Das LSG wird die erforderlichen Feststellungen nachzuholen haben. Dabei wird es zu berücksichtigen haben, dass der Kläger beim Ausscheiden aus dem Beschäftigungsverhältnis noch unerfüllte Ansprüche auf Arbeitsentgelt besaß, die die Arbeitgeberin auch später nicht erfüllt hat. Diese Ansprüche ergeben sich aus dem Arbeitsvertrag unter Zugrundelegung der Betriebsvereinbarung des Jahres 2004, die eine Nichtauszahlung einer tariflichen Sonderzahlung im Oktober 2004 und einen befristeten Einbehalt (bis 31. März 2005) des monatlichen Bruttogehalts in Höhe von 4 vH vorsieht. Die insoweit einbehaltenen Arbeitsentgeltanteile wurden jedoch auch unter Zugrundelegung der Wirksamkeit dieser Vereinbarung vor Ende des Arbeitsverhältnisses auf Grund der betriebsbedingten Kündigung der Arbeitgeberin wieder fällig. Bei Auslegung (§§ 133, 157 Bürgerliches Gesetzbuch ≪BGB≫) der Betriebsvereinbarung ergibt sich nämlich, dass sowohl die tarifliche Sonderzahlung als auch die Gehaltsansprüche ab April 2004 nur gestundet waren, und zwar auflösend bedingt durch eine betriebliche Kündigung (§ 158 Abs 2 BGB). Selbst wenn die Vereinbarung über den Einbehalt des Arbeitsentgelts wirksam war, hätte die betriebsbedingte Kündigung nunmehr zur Folge, dass die zunächst einbehaltenen Anteile des laufenden Arbeitsentgelts für die Beitragspflicht so zu behandeln wären, als wäre die Stundung nicht vereinbart worden (vgl nur Jochim in juris PraxisKommentar SGB IV, § 28a Nr 26 mwN). Für eine evtl Einmalzahlung (Oktober 2004) wären die §§ 22, 23a Viertes Buch Sozialgesetzbuch - Gemeinsame Vorschriften für die Sozialversicherung - (SGB IV) zu beachten. Ob diese fälligen Arbeitsentgeltansprüche nur wegen Zahlungsunfähigkeit der Arbeitgeberin nicht zugeflossen sind, ist vom LSG nicht festgestellt. Wäre dies jedoch der Fall, müsste das Alg unter Berücksichtigung des beitragspflichtigen höheren Arbeitsentgelts gezahlt werden.

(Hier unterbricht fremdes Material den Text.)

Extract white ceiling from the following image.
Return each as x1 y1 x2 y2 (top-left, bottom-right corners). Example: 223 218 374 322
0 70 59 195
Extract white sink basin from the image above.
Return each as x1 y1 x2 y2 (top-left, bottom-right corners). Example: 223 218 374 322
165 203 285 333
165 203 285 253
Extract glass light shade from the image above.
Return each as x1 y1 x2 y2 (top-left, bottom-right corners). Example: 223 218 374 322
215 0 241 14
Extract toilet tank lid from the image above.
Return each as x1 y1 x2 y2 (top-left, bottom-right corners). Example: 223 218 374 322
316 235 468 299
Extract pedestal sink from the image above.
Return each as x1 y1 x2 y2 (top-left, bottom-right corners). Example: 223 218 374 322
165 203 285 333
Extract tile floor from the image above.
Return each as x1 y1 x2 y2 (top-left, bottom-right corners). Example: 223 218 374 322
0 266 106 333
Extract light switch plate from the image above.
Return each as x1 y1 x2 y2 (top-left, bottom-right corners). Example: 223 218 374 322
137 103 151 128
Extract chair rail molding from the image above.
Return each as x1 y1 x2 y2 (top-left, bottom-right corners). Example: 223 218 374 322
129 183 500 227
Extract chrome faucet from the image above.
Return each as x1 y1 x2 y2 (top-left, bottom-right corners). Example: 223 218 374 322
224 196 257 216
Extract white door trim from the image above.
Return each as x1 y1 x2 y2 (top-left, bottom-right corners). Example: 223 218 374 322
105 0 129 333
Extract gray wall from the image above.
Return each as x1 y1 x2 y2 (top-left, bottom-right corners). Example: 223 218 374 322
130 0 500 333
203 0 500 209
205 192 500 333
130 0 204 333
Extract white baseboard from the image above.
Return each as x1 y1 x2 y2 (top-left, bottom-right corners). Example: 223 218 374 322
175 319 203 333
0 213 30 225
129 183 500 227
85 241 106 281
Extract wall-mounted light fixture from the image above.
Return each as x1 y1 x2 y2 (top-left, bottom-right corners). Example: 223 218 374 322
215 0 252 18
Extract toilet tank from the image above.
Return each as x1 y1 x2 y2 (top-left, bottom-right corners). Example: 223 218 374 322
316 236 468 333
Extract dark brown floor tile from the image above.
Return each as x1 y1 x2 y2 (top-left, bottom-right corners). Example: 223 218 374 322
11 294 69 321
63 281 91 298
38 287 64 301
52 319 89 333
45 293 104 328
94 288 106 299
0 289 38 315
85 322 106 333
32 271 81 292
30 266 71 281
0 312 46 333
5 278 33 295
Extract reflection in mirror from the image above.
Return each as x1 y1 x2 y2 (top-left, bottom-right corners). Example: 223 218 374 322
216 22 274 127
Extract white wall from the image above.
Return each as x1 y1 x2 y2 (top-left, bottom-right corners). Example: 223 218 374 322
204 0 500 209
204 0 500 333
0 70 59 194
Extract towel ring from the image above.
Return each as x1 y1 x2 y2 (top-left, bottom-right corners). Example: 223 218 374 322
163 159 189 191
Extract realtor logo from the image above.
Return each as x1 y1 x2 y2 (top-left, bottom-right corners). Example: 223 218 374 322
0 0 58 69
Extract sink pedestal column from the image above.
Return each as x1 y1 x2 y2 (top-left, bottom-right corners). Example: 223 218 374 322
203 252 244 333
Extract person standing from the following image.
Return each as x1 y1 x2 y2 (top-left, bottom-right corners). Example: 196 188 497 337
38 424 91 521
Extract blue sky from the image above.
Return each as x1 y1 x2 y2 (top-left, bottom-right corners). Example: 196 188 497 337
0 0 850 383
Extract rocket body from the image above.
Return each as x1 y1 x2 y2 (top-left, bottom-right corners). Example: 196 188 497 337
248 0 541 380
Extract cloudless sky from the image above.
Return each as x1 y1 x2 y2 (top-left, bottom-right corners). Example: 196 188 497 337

Die Nichtzahlung des Arbeitsentgelts trotz eines bestehenden Anspruchs rechtfertigt allerdings nach der Systematik des Gesetzes nicht die Annahme eines Härtefalls iS des § 130 Abs 3 Satz 1 Nr 2 SGB III. Danach wird der Bemessungsrahmen, aus dem sich der Bemessungszeitraum nach oben geschilderter Maßgabe errechnet, von einem Jahr auf zwei Jahre erweitert, wenn es mit Rücksicht auf das Bemessungsentgelt im erweiterten Bemessungsrahmen (zwei Jahre) unbillig hart wäre, von dem Bemessungsentgelt im Bemessungszeitraum (beim Ausscheiden des Klägers aus dem Beschäftigungsverhältnis abgerechnete Entgeltabrechnungszeiträume innerhalb des letzten Jahres der Beschäftigung) auszugehen. Der Regelung in § 131 Abs 1 Satz 2 2. Alt SGB III (fiktiver Zufluss wegen Zahlungsunfähigkeit des Arbeitgeber) hätte es ansonsten nicht bedurft. Während der Gesetzgeber mit § 131 Abs 1 Satz 2 SGB III auf die Rechtsprechung des BSG (im Rahmen des Arbeitsförderungsgesetzes) zur nachträglichen Vertragserfüllung reagiert hat (vgl hierzu Behrend in Eicher/Schlegel, SGB III § 131 RdNr 56 ff, Stand Juni 2007), erfasst die Härtefallregelung des § 130 Abs 3 Satz 1 Nr 2 SGB III die Fälle, in denen das geringere Arbeitsentgelt des Bemessungszeitraums - gewissermaßen im Sinne einer Momentaufnahme - nicht repräsentativ für die Höhe des Alg die wahren Verhältnisse widerspiegelt, die sich aus höheren Arbeitsentgeltansprüchen eines längeren Bemessungszeitraums ergeben. Auf die vom LSG aufgeworfene Rechtsfrage (prozentuale Höhe des Arbeitsentgeltverlusts als Voraussetzung für die Annahme eines Härtefalls) kommt es deshalb, unabhängig davon, dass das LSG § 130 Abs 3 SGB III ohnedies nicht richtig angewandt hat, nicht an.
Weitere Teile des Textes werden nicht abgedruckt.